Gulf Oil Gone From Surface, But Residents Fear What Lies Beneath

July 28, 2010

(ChattahBox)—Most of the the foul-smelling and unsightly oil sheen on the surface of the Gulf has disappeared, after 86 nightmarish days of continual gushing and responders dousing the ocean with controversial chemical dispersants. But what lies beneath has residents and fisherman more concerned. Are the oyster and shrimp beds now safe to harvest? Are the beaches now safe for swimming and recreation? What about the long-term effects on the ecosystem, especially the important toxin-filtering marshlands? What happens when the cleanup operation and the cameras leave? Will the Gulf communities be left on their own, to deal with the economic and environmental consequences of the massive oil spill? These are the questions being asked now. And there are no ready answers at the moment.

Although the oil is largely gone from the surface, retired Coast Guard admiral Thad Allen promises a cautious approach when making decisions to scale back cleanup operations.

“While we would all like to see the area come back as quickly as it can,” he said, “I think we all need to understand that we, at least in the history of this country, we’ve never put this much oil into the water. And we need to take this very seriously,” said Allen.

According to The New York Times’ report, the long-term effects of underwater oil contamination on the seabed and in the water channel is still an open question that won’t be answered for years:

“The dissolution of the slick should reduce the risk of oil killing more animals or hitting shorelines. But it does not end the many problems and scientific uncertainties associated with the spill, and federal leaders emphasized this week that they had no intention of walking away from those problems any time soon.
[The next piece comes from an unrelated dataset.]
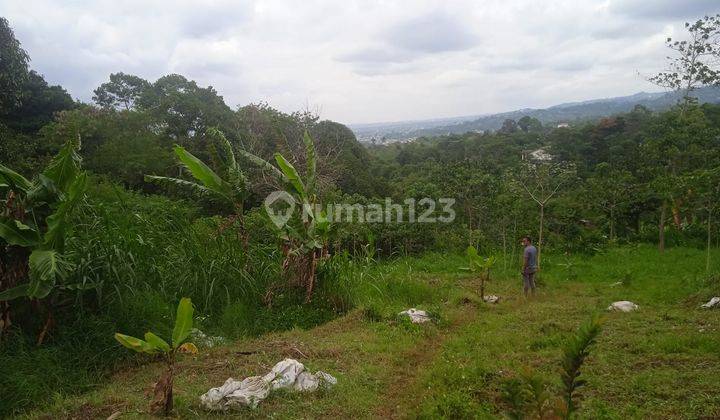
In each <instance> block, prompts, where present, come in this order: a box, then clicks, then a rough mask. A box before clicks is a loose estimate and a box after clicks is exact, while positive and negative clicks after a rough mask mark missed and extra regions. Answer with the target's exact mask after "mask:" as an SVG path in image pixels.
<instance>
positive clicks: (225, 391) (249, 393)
mask: <svg viewBox="0 0 720 420" xmlns="http://www.w3.org/2000/svg"><path fill="white" fill-rule="evenodd" d="M268 394H270V384H269V383H267V382H266V381H265V380H263V378H262V377H261V376H251V377H249V378H245V379H244V380H243V381H242V382H239V381H236V380H234V379H233V378H228V380H227V381H225V383H224V384H223V385H222V386H221V387H218V388H212V389H210V390H209V391H208V392H206V393H205V394H203V395H202V396H200V402H201V403H202V405H203V406H204V407H205V408H207V409H208V410H213V411H225V410H227V409H228V408H231V407H235V408H237V407H240V406H249V407H253V408H254V407H257V405H258V403H259V402H260V401H262V400H264V399H265V398H267V396H268Z"/></svg>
The effect on sea life of the large amounts of oil that dissolved below the surface is still a mystery. Two preliminary government reports on that issue have found concentrations of toxic compounds in the deep sea to be low, but the reports left many questions, especially regarding an apparent decline in oxygen levels in the water.”

The Gulf fishermen remain concerned. Once the waters are reopened to fishing, they worry that consumers will be afraid to eat it, even if found safe by the FDA.

The surface oil may have dissipated due to coastal storms, natural bacteria and skimming, but the now, nearly gleaming Gulf of Mexico could be harboring an environmental calamity that would affect all of us for years.